- Decades:: 2000s; 2010s; 2020s;
- See also:: Other events of 2026; Timeline of Kenyan history;

= 2026 in Kenya =

The following is a list of events of the year 2026 in Kenya, as well as predicted and scheduled events that have not yet occurred.

== Incumbents ==
- President: William Ruto
- Deputy President: Kithure Kindiki
- Chief Justice: Martha Koome

== Events ==
===January===
- 2 January – A multi-storey building under construction collapses in Nairobi's South C area, trapping at least two people and causing fatalities.
- 3 January – President Ruto says the government will introduce new legislation making drug and illicit alcohol trafficking a capital offence.
- 26 January – Al-Shabaab terrorists kill a local chief and a teacher in Hulugho, Garissa County.
- 30 January – KOKO Networks announces its closure, citing the government's failure to authorize carbon credits and import permits for bioethanol made from molasses.

===February===
- 2 February – A Matatu strike paralyzes transport in Nairobi.
- 3 February – The Tax Appeals Tribunal rules that the Kenya Revenue Authority (KRA) is legally entitled to treat unexplained bank deposits and mobile money transfers, payments or deposits, such as those via M-pesa, as taxable income unless the taxpayer proves otherwise with documentary evidence.
- 3 February – Independent Electoral and Boundaries Commission CEO and Commission Secretary, Marjan Hussein Marjan resigns from office ahead of the 2027 General Elections.
- 4 February – President Ruto announces income tax exemptions for individuals earning KSh30,000 and below per month (approximately $233), and a 25% tax reduction for those earning up to KSh50,000 (about $388).
- 11 February – Orange Democratic Movement National Executive Committee (NEC) attempts to remove Edwin Sifuna as party Secretary-General.
- 16 February – A strike is held by workers at Jomo Kenyatta International Airport in Nairobi following a dispute over the implementation of a collective bargaining agreement.
- 17 February – The government unveils a national carbon registry.
- 26 February – Festus Omwamba is charged at the Kahawa Law Courts in Kiambu with human trafficking, after recruiting and sending Kenyan youths to fight for the Russian Armed Forces in the war with Ukraine.
- 27 February – United Democratic Alliance (Kenya) wins Isiolo South Constituency, Evurore ward and Muminji by-elections which were previously held by Jubilee, an independent and Devolution Empowerment Party (DUP) parties respectively.
- 28 February – Six people are killed when an Airbus Helicopters H175 crashes in Mosop Constituency, Nandi County.
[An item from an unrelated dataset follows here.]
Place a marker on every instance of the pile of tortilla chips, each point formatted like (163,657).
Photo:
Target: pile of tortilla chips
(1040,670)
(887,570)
MP Johana Ng'eno is among the victims.

===March===
- 1 March – Alliance High School (Kenya) marks its centenary in a ceremony attended by President Ruto.
- 7 March – At least 45 people are killed in overnight flooding caused by heavy rains across the country with 23 in Nairobi alone.
- 10 March – A Chinese national is arrested at Jomo Kenyatta International Airport in Nairobi while attempting to leave Kenya with 2,238 live garden ants concealed in his luggage.
- 12–15 March – WRC Safari Rally Kenya, a round of the 2026 World Rally Championship.
- 13 March – A court in Nairobi convicts six people in a robbery with violence case linked to the 2015 killing of George Muchai and his bodyguards; one of the accused is acquitted due to insufficient evidence.
- 16 March – A building collapses during a botched demolition in Shauri Moyo, Nairobi, killing four people.
- 19 March – The government restarts the building of the China-backed Standard Gauge Railway extension, after a six-year construction pause.
- 22 March – A mass grave, discovered in Kericho town, containing 14 individuals buried on 19 March. It is believed to be part of a larger, illicit burial site containing roughly 70 bodies buried over several months without government or landowner permission.
- 28 March –
  - 2026 Kenya floods: At least 108 people are killed after multiple weeks of flooding across the country.
  - A truck and a minibus collide along the Nyeri-Nyahururu road in Nyeri County, killing 16 and injuring 10.
- 30 March – Albert Korir, winner of the 2021 New York City Marathon, is banned for five years by the Athletics Integrity Unit after admitting to the use of the banned substance EPO following an out-of-competition test.

=== April ===
- 2 April – Foreign Affairs Minister Musalia Mudavadi reports that 16 Kenyans are missing in Russia, after being recruited to fight for the Russian Armed Forces in Ukraine, while 38 others are currently hospitalized in Russia under restricted access.
- 11 – 15 April – Kenya hosts the inaugural 2026 FIFA Women’s Series.
- 20 April – John Korir wins the men’s race at the Boston Marathon for the second consecutive year, setting a new course record of 2:01:52.
- 27–29 April – World Health Summit Regional Meeting 2026, held at the United Nations Office at Nairobi (UNON).
- 26 April – Sabastian Sawe officially breaks the 2-hour barrier for a marathon at the 2026 London Marathon.

===May===
- 1 May – China lifts tariffs on imports from Kenya until 2028.
- 11–12 May – Kenya hosts the first anglophone edition of the Africa Forward Summit.
- 18 May – Four people are killed, transportation paralyzed and more than 30 injured during nationwide protests and a public transport strike over sharp fuel price increases, linked to global supply pressures caused by the 2026 Iran war.
- 20 May – The High Court decriminalizes consensual under-age sexual relationships following a case involving the arrest of a 17-year old minor found living with his 16-year-old partner.
- 24 May – The Kenya Wildlife Marathon and Half-Marathon takes place.
- 25 May – Fuel price hike protests resume after a week's pause, leaving one person shot dead by the police in Nyeri.
- 28 May – Sixteen children are killed in a fire at a boarding school in Gilgil. Authorities subsequently arrest eight students on suspicion of involvement in the alleged arson attack.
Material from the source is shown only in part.